Consequently, vulnerability should not be used as a disempowering term that victimises some individuals, undermining their agency and autonomy. If we accept the universal potential of vulnerability and our dependency on others, autonomy is always relational, as some feminist thinkers defend (Mackenzie and Stoljar, 2000). Both vulnerability and agency are compatible, they do not preclude each other, however they are mutually affected. They are both dynamic and transitional concepts that evolve in interaction with others and are shaped by the existence and quality of social institutions. Thus, the negative repercussions of high levels of vulnerability should not be ascribed to specific individual characteristics, but to the failure of social institutions to mitigate these potential shortcomings, whilst enhancing the opportunity structure or capability set of the individual that would enable him or her to increase his or her agency and autonomy.

Increases and decreases in vulnerability are the result of a complex interaction of individual, social and environmental factors. Increases in vulnerability can create vicious cycles; vulnerable people tend to be disadvantaged in more than one dimension related to their capabilities. Likewise vulnerabilities are interconnected; “vulnerabilities may combine and compound their effects on well-being” (Barrientos, 2007: 15). Both capabilities and vulnerabilities of individuals “are deeply influenced by factors ranging from the prospects of earning a living, to the social and psychological effects of deprivation and exclusion. These include people’s basic needs, employment at reasonable wages and health and education facilities” (Moser, 1998: 3). One can think of a girl with a migration background whose unfair share of household responsibilities such as looking after elders or siblings may hinder her education and leisure capabilities (Nussbaum, 2000). This might be the result of structural racism that makes her immigrant parents vulnerable to an abusive labour market, in which they need to work unpredictable long hours for a low salary. The girl’s low school marks, consequence of the lack of time she should have dedicated to study instead of household chores, might be attributed to racial stereotypes that would lower teachers’ expectations of her. Her frustration at school might lead her to drop-out, which would hinder her future opportunities to get a reasonably well paid and secure job and result in a lower quality of life. In this example we can observe compounded disadvantages of age, gender, class and ethnicity resulting in capability deprivation, connecting social factors to individual biographies.

Rather than talking about vulnerability, which might be seen as a disempowering term with paternalistic connotations (Brown, 2014); one can follow Wolff and De-Shalit’s terminology and discuss “disadvantage”. According to them, “advantage has to be understood in a pluralist form” (2007:8). Their definition of disadvantage adds to the CA the notion of security, stability; since it is not only important to have a genuine freedom in a moment, but to be able to dispose of it in the future. Thus they define “disadvantage as a lack of genuine opportunity for secure functioning” (2007:9). Therefore risk and vulnerability are in themselves disadvantages.
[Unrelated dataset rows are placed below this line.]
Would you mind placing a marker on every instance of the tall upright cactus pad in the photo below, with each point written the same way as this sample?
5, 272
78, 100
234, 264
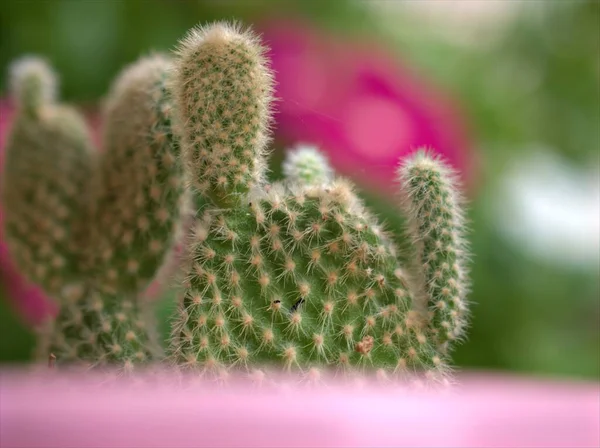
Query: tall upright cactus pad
433, 205
93, 229
44, 207
295, 275
222, 95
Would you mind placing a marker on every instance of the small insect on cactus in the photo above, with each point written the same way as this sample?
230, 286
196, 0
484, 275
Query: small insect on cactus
93, 228
299, 274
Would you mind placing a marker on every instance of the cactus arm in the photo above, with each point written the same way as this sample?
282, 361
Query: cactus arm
436, 226
307, 165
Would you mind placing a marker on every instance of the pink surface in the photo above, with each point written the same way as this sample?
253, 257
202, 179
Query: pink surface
483, 411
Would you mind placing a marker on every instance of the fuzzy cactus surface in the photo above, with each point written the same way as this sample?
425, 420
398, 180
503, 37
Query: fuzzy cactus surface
93, 229
300, 274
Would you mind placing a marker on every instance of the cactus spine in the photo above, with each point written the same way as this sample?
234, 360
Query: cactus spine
93, 229
298, 274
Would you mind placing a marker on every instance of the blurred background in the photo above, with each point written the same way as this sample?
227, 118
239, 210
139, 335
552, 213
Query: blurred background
507, 91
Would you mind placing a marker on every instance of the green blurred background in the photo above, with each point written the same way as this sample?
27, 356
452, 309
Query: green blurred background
527, 73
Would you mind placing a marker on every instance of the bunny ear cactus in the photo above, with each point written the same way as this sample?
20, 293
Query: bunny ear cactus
296, 274
93, 229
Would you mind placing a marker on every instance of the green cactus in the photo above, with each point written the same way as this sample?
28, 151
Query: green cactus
300, 275
297, 274
306, 165
93, 229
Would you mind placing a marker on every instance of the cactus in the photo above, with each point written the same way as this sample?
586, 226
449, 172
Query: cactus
306, 165
299, 274
296, 274
91, 228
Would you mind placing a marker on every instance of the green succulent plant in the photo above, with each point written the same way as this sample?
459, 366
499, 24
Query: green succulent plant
297, 274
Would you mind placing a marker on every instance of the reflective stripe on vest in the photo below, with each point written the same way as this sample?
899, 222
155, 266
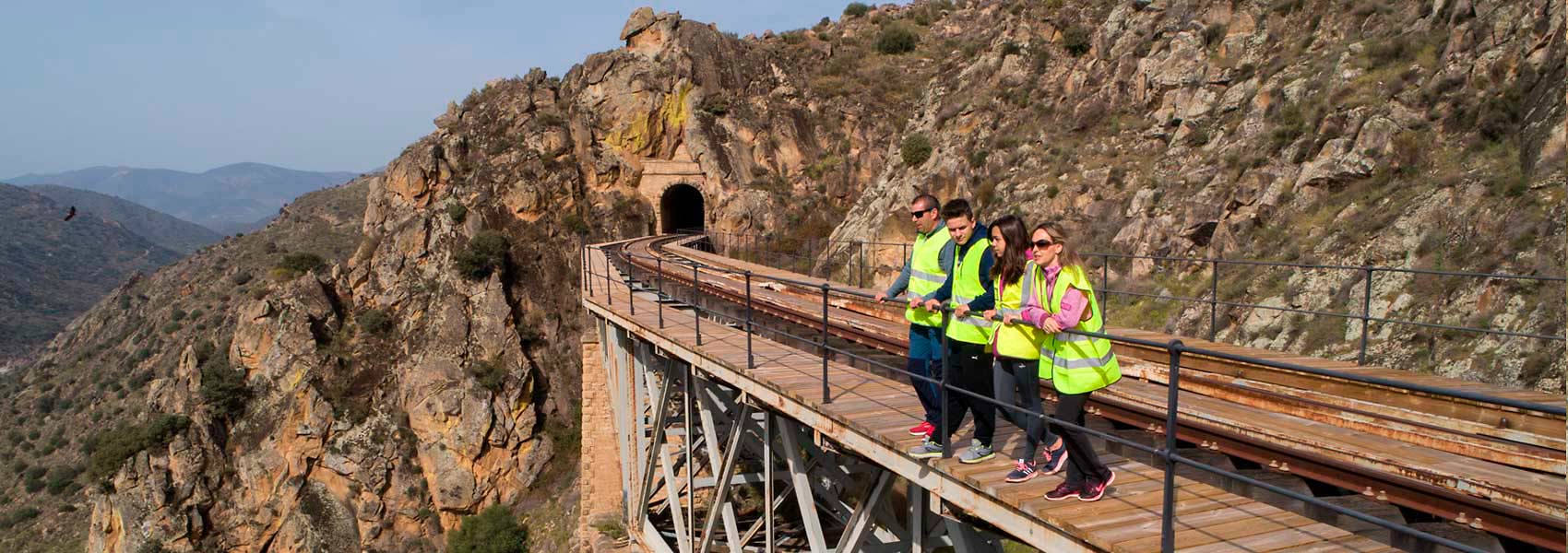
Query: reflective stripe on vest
968, 287
1015, 340
927, 275
1076, 364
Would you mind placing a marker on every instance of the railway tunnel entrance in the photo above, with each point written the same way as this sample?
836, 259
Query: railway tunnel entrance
681, 208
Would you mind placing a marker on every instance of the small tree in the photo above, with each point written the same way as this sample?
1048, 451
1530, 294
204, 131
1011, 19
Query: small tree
1076, 41
897, 40
375, 322
916, 149
302, 262
491, 532
485, 254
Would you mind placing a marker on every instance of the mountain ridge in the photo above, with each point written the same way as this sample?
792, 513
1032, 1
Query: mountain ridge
224, 199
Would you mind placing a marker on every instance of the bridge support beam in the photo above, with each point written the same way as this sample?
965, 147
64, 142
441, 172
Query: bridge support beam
707, 467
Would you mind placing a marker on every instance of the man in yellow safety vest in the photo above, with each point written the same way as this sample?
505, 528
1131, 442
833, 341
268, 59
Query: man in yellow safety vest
930, 261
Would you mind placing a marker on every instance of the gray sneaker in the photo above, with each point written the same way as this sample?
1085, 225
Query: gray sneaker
976, 453
927, 450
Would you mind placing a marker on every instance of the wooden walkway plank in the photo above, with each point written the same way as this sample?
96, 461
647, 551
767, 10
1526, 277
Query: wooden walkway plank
883, 409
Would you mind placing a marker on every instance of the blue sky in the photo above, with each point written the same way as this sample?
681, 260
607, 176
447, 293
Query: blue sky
298, 83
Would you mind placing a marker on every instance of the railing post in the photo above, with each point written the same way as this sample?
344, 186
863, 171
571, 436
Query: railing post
1104, 284
826, 398
1214, 298
696, 304
607, 295
941, 394
1366, 315
860, 273
752, 360
659, 287
1169, 511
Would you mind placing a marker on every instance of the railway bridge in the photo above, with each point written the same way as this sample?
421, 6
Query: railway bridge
761, 409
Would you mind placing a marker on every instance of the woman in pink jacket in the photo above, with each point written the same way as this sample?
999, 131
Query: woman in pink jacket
1087, 475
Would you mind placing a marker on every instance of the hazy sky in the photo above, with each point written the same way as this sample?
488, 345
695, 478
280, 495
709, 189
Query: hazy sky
298, 83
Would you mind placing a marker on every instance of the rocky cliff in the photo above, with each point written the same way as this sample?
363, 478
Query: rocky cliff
374, 401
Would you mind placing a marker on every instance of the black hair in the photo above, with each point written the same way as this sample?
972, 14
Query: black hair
956, 207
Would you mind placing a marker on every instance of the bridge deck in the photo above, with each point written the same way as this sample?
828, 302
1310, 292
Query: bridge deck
869, 416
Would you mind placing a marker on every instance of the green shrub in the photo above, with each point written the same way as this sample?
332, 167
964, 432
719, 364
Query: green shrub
375, 322
914, 149
62, 478
302, 262
490, 373
457, 212
491, 532
112, 447
1214, 33
18, 516
223, 389
1076, 40
483, 255
897, 40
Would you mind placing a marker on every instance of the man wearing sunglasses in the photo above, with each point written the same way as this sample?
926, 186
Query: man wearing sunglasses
924, 273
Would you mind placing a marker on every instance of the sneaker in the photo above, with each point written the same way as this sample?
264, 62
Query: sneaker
1095, 490
1065, 492
1054, 461
976, 453
1023, 472
927, 450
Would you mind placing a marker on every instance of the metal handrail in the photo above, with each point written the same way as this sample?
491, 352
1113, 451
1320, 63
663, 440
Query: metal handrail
1167, 453
1364, 317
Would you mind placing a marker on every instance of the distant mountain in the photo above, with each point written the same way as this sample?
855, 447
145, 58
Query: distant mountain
159, 228
53, 270
224, 199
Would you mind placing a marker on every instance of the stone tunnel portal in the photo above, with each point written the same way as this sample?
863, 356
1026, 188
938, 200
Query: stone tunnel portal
681, 208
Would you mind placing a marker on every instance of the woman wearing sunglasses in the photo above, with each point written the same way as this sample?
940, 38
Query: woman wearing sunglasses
1076, 364
1016, 349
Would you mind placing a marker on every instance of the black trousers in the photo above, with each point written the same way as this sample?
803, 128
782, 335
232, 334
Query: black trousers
1019, 378
1082, 461
969, 369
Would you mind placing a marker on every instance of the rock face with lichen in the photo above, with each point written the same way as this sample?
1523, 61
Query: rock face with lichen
430, 369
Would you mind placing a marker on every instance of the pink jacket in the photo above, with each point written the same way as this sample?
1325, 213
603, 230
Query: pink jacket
1073, 304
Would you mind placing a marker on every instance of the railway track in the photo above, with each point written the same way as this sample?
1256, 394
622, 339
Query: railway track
1485, 465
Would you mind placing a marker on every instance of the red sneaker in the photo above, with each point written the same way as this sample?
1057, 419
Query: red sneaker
1095, 490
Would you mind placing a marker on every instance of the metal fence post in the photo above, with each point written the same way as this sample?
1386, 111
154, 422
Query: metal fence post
860, 273
1104, 284
1366, 315
659, 286
1214, 298
1167, 512
826, 398
607, 295
752, 359
696, 306
941, 392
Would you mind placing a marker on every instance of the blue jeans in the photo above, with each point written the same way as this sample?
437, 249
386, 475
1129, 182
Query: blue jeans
925, 359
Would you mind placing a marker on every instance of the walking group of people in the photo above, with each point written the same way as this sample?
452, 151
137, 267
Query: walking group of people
1037, 284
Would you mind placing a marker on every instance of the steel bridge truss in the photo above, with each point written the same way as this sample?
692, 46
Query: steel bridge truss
786, 488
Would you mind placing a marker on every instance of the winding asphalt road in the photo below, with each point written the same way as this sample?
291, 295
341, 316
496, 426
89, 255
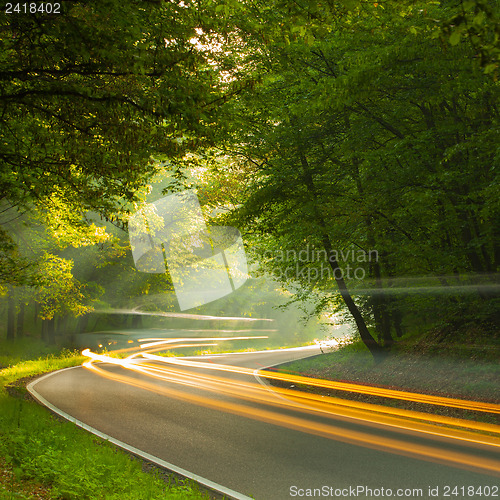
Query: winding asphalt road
249, 441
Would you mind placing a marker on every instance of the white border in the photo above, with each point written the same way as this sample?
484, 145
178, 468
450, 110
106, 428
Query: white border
158, 461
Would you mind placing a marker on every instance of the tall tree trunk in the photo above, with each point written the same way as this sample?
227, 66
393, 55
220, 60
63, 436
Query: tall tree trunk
20, 320
51, 333
377, 351
11, 314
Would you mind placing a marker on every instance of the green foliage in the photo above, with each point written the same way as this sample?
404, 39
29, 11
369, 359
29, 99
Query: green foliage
371, 135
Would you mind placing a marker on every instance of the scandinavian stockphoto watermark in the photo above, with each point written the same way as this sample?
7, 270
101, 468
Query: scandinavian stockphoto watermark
204, 263
311, 264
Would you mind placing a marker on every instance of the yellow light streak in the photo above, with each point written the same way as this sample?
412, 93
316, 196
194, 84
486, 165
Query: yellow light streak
256, 393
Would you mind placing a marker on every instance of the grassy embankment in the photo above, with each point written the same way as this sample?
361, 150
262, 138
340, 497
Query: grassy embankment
43, 457
459, 361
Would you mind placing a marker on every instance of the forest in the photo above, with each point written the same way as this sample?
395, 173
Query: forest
353, 144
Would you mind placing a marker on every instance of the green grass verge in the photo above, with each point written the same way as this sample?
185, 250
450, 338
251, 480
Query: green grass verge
37, 448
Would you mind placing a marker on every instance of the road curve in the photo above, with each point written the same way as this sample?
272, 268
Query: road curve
234, 434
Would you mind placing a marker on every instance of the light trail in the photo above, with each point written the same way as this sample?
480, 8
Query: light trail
276, 411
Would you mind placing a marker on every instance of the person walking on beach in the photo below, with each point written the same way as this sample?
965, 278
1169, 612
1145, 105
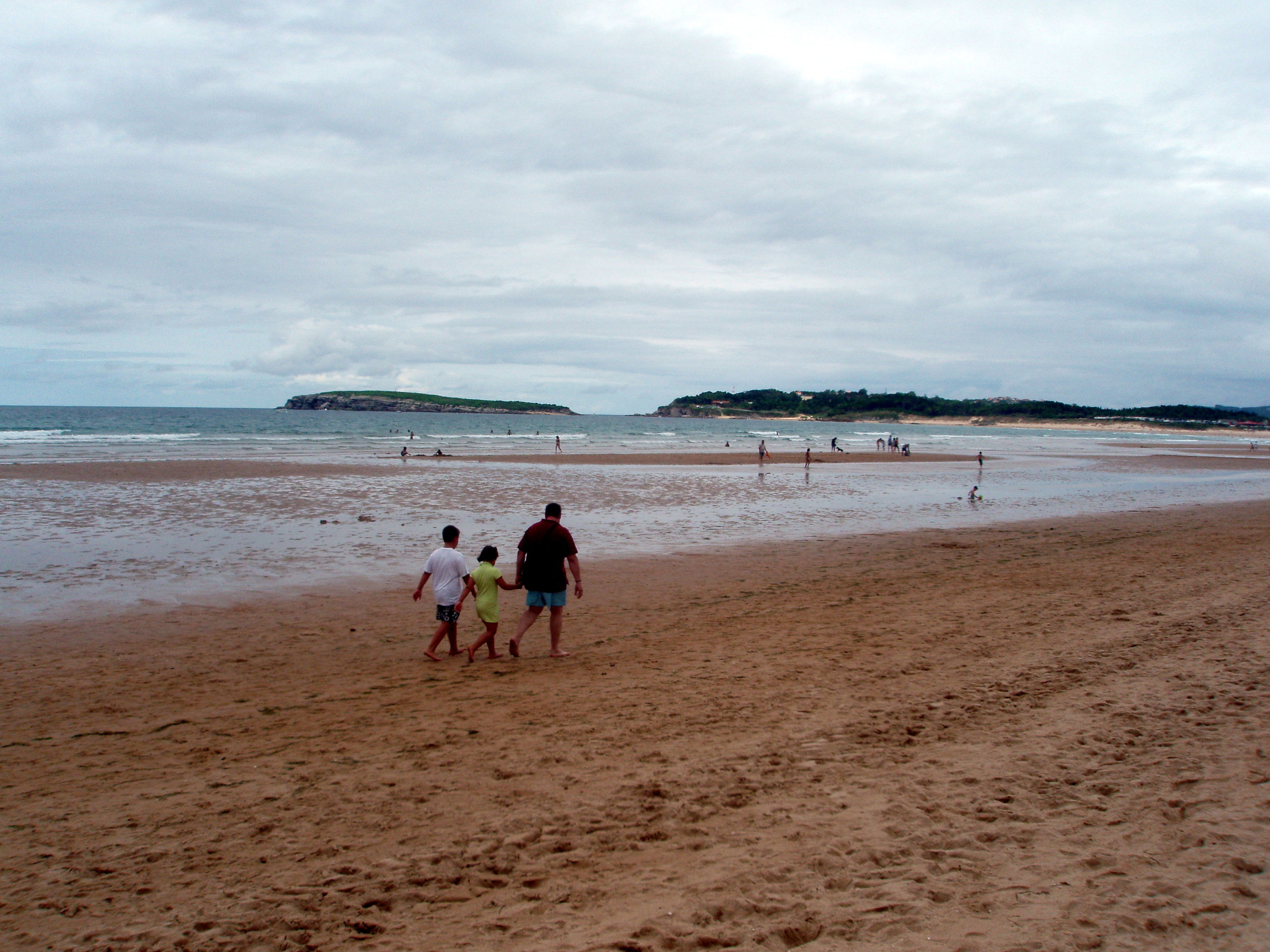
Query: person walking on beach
447, 569
486, 582
540, 562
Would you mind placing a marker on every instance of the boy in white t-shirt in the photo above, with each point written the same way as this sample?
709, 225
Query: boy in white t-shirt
449, 573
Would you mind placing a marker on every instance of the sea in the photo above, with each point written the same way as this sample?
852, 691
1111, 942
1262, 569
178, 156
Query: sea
76, 549
81, 433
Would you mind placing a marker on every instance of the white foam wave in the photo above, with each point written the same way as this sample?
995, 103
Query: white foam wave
63, 437
27, 436
494, 436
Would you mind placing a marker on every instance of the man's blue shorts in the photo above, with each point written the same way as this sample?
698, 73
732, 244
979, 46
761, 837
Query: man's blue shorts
545, 600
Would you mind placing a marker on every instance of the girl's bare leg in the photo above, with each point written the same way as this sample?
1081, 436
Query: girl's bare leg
486, 639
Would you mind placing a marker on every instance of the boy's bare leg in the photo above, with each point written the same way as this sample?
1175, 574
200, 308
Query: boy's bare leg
557, 628
531, 615
436, 640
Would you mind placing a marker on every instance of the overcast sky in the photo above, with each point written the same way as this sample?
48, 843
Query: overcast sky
609, 205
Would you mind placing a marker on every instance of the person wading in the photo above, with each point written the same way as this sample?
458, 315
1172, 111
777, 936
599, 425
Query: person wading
540, 562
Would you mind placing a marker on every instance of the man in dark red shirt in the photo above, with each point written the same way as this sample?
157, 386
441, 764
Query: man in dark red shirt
540, 559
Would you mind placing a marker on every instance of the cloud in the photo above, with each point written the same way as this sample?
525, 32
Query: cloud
609, 205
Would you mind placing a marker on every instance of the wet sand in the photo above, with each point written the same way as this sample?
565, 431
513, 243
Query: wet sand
722, 457
1044, 737
193, 470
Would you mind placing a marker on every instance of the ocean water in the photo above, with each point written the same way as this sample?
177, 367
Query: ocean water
75, 433
74, 549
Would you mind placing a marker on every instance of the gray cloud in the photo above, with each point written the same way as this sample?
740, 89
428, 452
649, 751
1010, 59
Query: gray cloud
609, 205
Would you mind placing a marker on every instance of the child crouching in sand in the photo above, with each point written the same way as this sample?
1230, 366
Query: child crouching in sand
486, 582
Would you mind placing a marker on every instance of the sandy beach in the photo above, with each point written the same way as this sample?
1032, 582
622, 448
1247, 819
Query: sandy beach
1046, 735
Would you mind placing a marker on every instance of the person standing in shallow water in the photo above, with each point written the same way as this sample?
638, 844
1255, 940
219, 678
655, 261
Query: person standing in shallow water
540, 562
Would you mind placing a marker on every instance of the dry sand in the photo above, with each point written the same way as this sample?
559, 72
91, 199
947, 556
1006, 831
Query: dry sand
1019, 738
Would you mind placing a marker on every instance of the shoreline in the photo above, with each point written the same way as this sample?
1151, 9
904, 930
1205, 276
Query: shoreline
837, 743
162, 470
1235, 456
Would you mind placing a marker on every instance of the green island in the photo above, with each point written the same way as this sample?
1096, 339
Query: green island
850, 405
403, 402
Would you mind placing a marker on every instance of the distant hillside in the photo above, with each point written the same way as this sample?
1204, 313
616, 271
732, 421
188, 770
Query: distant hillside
857, 404
1253, 410
402, 402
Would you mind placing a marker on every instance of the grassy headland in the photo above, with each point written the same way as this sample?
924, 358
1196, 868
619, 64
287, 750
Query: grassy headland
397, 400
895, 408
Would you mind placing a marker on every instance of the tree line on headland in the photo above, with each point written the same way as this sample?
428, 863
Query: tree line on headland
860, 404
406, 402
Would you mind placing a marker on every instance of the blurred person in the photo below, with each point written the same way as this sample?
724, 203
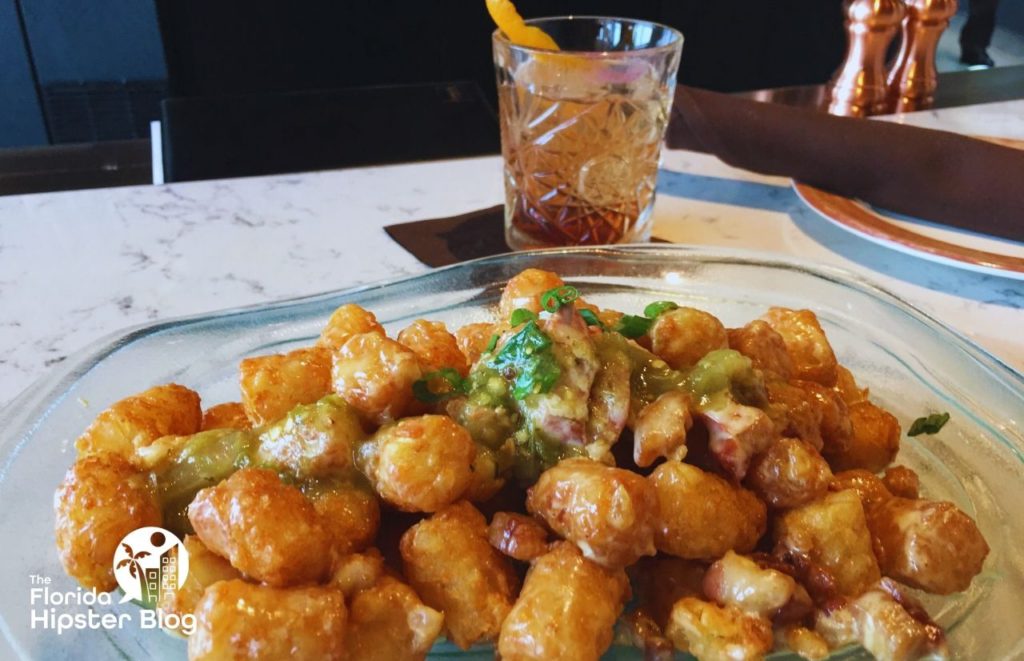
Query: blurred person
977, 33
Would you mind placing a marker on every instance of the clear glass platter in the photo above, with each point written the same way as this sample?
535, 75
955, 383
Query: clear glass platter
912, 363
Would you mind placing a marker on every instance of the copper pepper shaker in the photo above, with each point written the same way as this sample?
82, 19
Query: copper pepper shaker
859, 87
912, 80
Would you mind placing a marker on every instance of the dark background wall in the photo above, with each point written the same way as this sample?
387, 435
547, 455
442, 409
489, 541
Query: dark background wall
98, 64
20, 117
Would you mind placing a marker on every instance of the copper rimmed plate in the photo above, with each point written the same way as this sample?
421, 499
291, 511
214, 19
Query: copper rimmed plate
936, 243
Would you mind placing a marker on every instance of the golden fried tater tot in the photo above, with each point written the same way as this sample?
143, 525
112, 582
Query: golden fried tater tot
419, 464
867, 485
610, 514
684, 336
134, 423
524, 291
713, 632
736, 580
835, 414
100, 500
795, 411
812, 356
660, 429
884, 627
790, 474
928, 544
267, 529
663, 580
473, 340
347, 320
273, 385
873, 443
375, 375
804, 643
350, 515
902, 481
486, 479
226, 415
704, 516
764, 347
356, 572
239, 620
736, 434
205, 569
517, 535
435, 347
388, 621
312, 440
833, 533
566, 609
847, 388
449, 562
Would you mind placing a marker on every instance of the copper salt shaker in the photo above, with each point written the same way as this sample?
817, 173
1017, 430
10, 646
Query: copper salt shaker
859, 87
912, 80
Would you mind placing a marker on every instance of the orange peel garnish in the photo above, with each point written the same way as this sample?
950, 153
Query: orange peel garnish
509, 21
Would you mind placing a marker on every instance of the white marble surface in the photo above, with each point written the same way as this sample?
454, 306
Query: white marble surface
75, 266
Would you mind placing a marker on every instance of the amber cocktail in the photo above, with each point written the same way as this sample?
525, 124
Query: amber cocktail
582, 129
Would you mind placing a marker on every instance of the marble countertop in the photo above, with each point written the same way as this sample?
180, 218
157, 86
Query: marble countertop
78, 265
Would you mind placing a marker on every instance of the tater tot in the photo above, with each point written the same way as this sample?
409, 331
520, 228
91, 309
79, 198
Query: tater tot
884, 627
833, 533
226, 415
524, 291
517, 535
347, 320
704, 516
486, 476
240, 620
610, 514
805, 643
713, 632
375, 375
872, 445
273, 385
867, 485
847, 388
449, 562
566, 610
267, 529
100, 499
835, 414
663, 580
928, 544
788, 474
473, 340
419, 464
660, 429
764, 347
350, 516
134, 423
205, 569
312, 440
902, 481
736, 580
684, 336
388, 621
813, 358
435, 347
356, 572
795, 412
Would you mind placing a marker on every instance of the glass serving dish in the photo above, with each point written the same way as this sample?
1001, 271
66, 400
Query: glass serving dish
912, 363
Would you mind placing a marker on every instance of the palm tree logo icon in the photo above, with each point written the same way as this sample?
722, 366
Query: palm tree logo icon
150, 563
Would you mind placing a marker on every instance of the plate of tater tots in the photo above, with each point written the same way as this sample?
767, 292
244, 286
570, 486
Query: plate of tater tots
621, 452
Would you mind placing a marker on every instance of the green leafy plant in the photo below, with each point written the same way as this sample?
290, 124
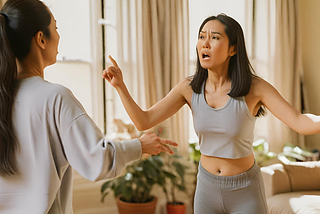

Wolff and De Shalit’s analysis of disadvantage provides us with two useful concepts for our research. First, the term ‘corrosive disadvantages’, refers to those disadvantages which yield further disadvantages. Corrosive disadvantage can often be dynamic and inter-generational (Wolff and De-Shalit, 2007:121). Secondly, the contrary is the concept of ‘fertile functionings’ “i.e. those functionings the securing of which is likely to secure further functionings”. (2007:10).